Search code examples
xmlperlxml-twig

Basic parsing of XML string with XML::Twig


I've used XML::Simple for over a decade and it's done everything I need it to, and I barely ever touch Perl any more. Though right now I need to parse an XML string to simply: get all of the elements that are children of the root, and for each get their element type, attributes, and content (I don't care if there is any nested elements, just reading the content as a string is perfect). I can do all that with XML::Simple EXCEPT I also need to keep the order, which Simple can't do when there are multiple element types.

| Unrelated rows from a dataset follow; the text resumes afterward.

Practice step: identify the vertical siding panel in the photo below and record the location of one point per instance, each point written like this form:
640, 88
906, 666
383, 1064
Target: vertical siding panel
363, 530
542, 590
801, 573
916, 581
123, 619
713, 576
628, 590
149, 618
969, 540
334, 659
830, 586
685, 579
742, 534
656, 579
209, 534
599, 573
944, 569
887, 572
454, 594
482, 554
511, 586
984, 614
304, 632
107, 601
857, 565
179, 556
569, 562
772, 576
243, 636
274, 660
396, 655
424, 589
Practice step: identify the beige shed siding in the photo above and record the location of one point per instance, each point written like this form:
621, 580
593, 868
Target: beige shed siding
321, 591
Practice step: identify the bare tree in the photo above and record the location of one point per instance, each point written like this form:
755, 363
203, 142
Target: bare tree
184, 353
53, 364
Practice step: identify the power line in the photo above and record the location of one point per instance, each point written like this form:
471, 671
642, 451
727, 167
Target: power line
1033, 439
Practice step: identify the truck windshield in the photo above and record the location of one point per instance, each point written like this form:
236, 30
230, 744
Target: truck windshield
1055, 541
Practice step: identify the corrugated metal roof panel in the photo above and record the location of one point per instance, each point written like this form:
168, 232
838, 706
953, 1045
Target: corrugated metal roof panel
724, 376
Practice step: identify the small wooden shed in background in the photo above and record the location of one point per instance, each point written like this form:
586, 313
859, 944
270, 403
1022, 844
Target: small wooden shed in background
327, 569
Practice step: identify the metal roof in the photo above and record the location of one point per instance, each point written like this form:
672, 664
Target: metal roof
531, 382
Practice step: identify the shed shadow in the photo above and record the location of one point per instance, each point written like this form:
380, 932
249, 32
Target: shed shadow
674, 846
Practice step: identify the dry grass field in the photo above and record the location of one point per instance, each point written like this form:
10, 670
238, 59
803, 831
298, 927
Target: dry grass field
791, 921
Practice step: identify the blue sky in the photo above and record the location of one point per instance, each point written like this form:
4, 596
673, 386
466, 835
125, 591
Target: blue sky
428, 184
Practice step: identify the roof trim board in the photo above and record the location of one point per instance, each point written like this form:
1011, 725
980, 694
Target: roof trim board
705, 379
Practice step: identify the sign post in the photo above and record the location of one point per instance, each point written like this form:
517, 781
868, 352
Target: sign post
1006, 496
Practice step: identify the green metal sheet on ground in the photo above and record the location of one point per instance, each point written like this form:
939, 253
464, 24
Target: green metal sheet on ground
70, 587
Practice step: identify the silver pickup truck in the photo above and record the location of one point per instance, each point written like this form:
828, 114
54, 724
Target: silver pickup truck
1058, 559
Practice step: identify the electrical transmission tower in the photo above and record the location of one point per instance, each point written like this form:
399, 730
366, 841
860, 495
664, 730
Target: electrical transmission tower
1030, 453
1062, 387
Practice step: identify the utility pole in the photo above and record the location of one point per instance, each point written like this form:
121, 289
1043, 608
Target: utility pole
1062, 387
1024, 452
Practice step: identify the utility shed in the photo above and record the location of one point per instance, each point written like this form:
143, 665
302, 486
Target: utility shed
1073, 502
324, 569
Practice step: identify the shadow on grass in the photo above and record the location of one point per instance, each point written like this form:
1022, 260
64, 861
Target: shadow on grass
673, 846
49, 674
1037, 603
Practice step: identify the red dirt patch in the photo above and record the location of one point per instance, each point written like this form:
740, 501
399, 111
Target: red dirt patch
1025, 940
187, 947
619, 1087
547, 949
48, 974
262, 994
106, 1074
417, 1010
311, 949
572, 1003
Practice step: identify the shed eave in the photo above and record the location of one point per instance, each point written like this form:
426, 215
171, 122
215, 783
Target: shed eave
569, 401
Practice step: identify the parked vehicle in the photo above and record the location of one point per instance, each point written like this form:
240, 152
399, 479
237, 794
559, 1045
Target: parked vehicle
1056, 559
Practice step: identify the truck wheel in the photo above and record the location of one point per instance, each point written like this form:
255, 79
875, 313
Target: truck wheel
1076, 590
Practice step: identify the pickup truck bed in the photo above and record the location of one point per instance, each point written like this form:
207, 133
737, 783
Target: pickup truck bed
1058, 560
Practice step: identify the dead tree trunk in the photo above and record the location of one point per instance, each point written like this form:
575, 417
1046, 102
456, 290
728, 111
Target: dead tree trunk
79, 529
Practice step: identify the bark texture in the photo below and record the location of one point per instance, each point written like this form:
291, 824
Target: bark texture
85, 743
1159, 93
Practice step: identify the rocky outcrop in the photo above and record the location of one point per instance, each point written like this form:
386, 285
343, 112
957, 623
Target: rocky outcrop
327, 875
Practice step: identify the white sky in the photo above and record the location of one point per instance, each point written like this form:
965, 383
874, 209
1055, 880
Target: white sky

I just installed Twig and it looks very overwhelming for something I hoped would be a quick script. It's unlikely that I'll ever use Twig again after this, is this something that Twig can do easily?


Solution

  • At a simple level - XML::Twig - traversing children:

    #!/usr/bin/perl
    
    use strict;
    use warnings; 
    
    use XML::Twig;
    
    my $twig = XML::Twig -> new -> parsefile ( 'myxml.xml' );
    
    foreach my $element ( $twig -> root -> children ) { 
        print $element -> text; #element content. 
    }
    

    Extracting element attributes is either done with:

     $element -> att('attributename');
    

    Or you can fetch a hash ref with atts:

     my $attributes = $element -> atts();
     foreach my $key ( keys %$attributes ) {
         print "$key => ", $attributes -> {$key}, "\n";
     }
    

    The thing I particularly like though, is that for XML where you've a long list of similar elements, where you're trying to process - you can define a handler - that's called each time the parser encounters and is handed that subset of XML.

    sub process_book {
         my ( $twig, $book )  = @_;
         print $book -> first_child ('title'); 
         $twig -> purge; #discard anything we've already seen. 
    }
    
    my $twig = XML::Twig -> new ( twig_handlers => { 'book' => \&process_book } ); 
    $twig -> parsefile ( 'books.xml' ); 
    

    Sample XML:

    <XML>
       <BOOK>
           <title>Elements of style</title>
           <author>Strunk and White</author>
       </BOOK>
    </XML>